JAKARTA – Sidang lanjutan peninjauan kembali (PK) yang diajukan oleh Mayjen TNI (Purn) Adam Rachmat Damiri dalam perkara dugaan tindak pidana korupsi pengelolaan dana PT Asabri (Persero) kembali digelar di Pengadilan Negeri (PN) Jakarta Pusat, Senin (10/11/2025).
Sidang yang dipimpin oleh majelis hakim PN Jakarta Pusat ini menghadirkan sejumlah ahli, di antaranya ahli pidana, ahli keuangan, dan ahli investasi, guna memberikan keterangan mendalam terkait adanya unsur hukum baru (novum) yang diajukan dalam permohonan PK tersebut.
Dalam persidangan, Mahmud Mulyadi, ahli hukum pidana dari Fakultas Hukum Universitas Sumatera Utara (USU), memberikan pandangannya terkait makna “keadaan baru” dalam konteks hukum pidana dan peraturan perundang-undangan.
Menurutnya, suatu keadaan baru dapat dijadikan dasar peninjauan kembali apabila memiliki keterkaitan dengan fakta hukum yang sebelumnya belum muncul atau belum diketahui saat pemeriksaan di pengadilan.
“Kalau ada peraturan baru lahir setelah perkara itu berjalan, maka perlu dilihat apakah peraturan tersebut bisa menguntungkan terdakwa. Dalam konteks asas hukum pidana, Pasal 1 Ayat (2) KUHP menyatakan bahwa peraturan yang lebih menguntungkan terdakwa dapat diberlakukan surut,” jelas Mahmud Mulyadi di hadapan Jaksa Penuntut Umum (JPU).

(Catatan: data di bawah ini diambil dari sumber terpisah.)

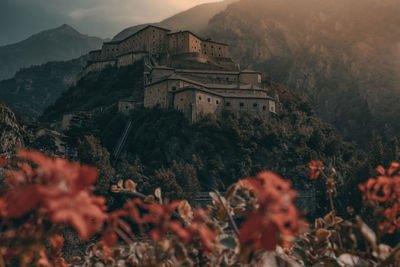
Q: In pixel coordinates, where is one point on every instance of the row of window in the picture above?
(228, 104)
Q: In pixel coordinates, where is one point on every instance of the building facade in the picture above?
(197, 93)
(201, 78)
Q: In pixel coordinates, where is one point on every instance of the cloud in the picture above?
(103, 18)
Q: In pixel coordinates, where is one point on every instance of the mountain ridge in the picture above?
(61, 43)
(194, 19)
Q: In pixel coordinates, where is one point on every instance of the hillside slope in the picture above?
(342, 56)
(62, 43)
(11, 132)
(194, 19)
(33, 89)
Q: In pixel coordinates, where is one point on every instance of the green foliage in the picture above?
(99, 90)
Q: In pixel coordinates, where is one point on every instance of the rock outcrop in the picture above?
(11, 132)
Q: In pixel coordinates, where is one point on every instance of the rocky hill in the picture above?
(62, 43)
(164, 149)
(33, 89)
(12, 133)
(342, 56)
(194, 19)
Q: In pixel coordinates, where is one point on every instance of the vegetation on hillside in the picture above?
(33, 89)
(342, 56)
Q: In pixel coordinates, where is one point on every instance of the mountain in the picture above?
(33, 89)
(343, 56)
(62, 43)
(194, 19)
(164, 149)
(11, 131)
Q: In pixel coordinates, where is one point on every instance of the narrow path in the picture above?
(122, 139)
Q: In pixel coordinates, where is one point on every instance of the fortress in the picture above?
(185, 72)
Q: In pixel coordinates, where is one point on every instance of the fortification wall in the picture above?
(130, 58)
(157, 94)
(254, 106)
(250, 78)
(214, 49)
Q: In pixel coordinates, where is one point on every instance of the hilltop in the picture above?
(62, 43)
(194, 19)
(33, 89)
(342, 56)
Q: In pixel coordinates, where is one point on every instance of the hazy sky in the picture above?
(104, 18)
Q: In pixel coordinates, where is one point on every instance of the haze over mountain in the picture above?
(343, 56)
(194, 19)
(62, 43)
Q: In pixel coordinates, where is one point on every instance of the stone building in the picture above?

Ia juga mencontohkan, apabila ada dokumen atau surat yang muncul setelah perkara selesai namun dapat menerangkan kondisi masa lalu secara signifikan, maka hal itu dapat dianggap sebagai keadaan baru (novum) yang sah untuk dijadikan dasar PK.
Usai sidang, Deolipa Yumara, kuasa hukum Adam Rachmat Damiri, menjelaskan kepada wartawan bahwa inti dari permohonan PK ini terletak pada ketidakjelasan penetapan kerugian negara dan ketidakterlibatan kliennya secara langsung maupun tidak langsung dalam penggunaan dana PT Asabri (Persero).
“Persoalan utama dalam putusan terdahulu adalah kerugian negara yang belum pasti dan belum nyata. Namun, klien kami sudah lebih dulu dipersalahkan dan dihukum. Padahal, pada masa jabatan beliau, tidak pernah ada aliran dana yang masuk atau digunakan secara pribadi,” tegas Deolipa.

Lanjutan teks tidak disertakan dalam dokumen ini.